Welcome!  If you are new to Google Colab/Jupyter notebooks, you might take a look at [this notebook](https://colab.research.google.com/notebooks/basic_features_overview.ipynb) first.

**I recommend you run the first code cell of this notebook immediately, to start provisioning drake on the cloud machine, then you can leave this window open as you [read the textbook](http://underactuated.csail.mit.edu/dp.html).**

# Notebook Setup

The following cell will:
- on Colab (only), install Drake to `/opt/drake`, install Drake's prerequisites via `apt`, and add pydrake to `sys.path`.  This will take approximately two minutes on the first time it runs (to provision the machine), but should only need to reinstall once every 12 hours.  If you navigate between notebooks using Colab's "File->Open" menu, then you can avoid provisioning a separate machine for each notebook.
- import packages used throughout the notebook.

You will need to rerun this cell if you restart the kernel, but it should be fast (even on Colab) because the machine will already have drake installed.

In [None]:
import importlib
import sys
from urllib.request import urlretrieve

# Install drake (and underactuated).
if 'google.colab' in sys.modules and importlib.util.find_spec('underactuated') is None:
    urlretrieve(f"http://underactuated.csail.mit.edu/scripts/setup/setup_underactuated_colab.py",
                "setup_underactuated_colab.py")
    from setup_underactuated_colab import setup_underactuated
    setup_underactuated(underactuated_sha='560c2adace05eb20ebd78377582015d5b2d3859a', drake_version='0.25.0', drake_build='releases')


# Value Iteration using Neural Networks as a Function Approximator

In this notebook, we'll use [PyTorch](https://pytorch.org/tutorials/) to implement a basic fitted value iteration algorithm using neural networks.

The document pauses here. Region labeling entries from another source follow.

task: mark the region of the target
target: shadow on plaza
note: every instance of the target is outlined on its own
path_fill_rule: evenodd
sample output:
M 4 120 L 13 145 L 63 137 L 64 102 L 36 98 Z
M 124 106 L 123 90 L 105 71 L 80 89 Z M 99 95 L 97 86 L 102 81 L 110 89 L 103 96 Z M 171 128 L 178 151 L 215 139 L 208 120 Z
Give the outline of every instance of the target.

Let's start by setting up the double integrator plant, the neural network architecture, and two potential cost functions.

In [None]:
from IPython import get_ipython
import numpy as np
import matplotlib.pyplot as plt
from mpl_toolkits.mplot3d import Axes3D
from matplotlib import cm
from pydrake.all import DiscreteAlgebraicRiccatiEquation
import torch
import torch.nn as nn
import torch.nn.functional as F
import torch.optim as optim

from underactuated.jupyter import SetupMatplotlibBackend
plt_is_interactive = SetupMatplotlibBackend()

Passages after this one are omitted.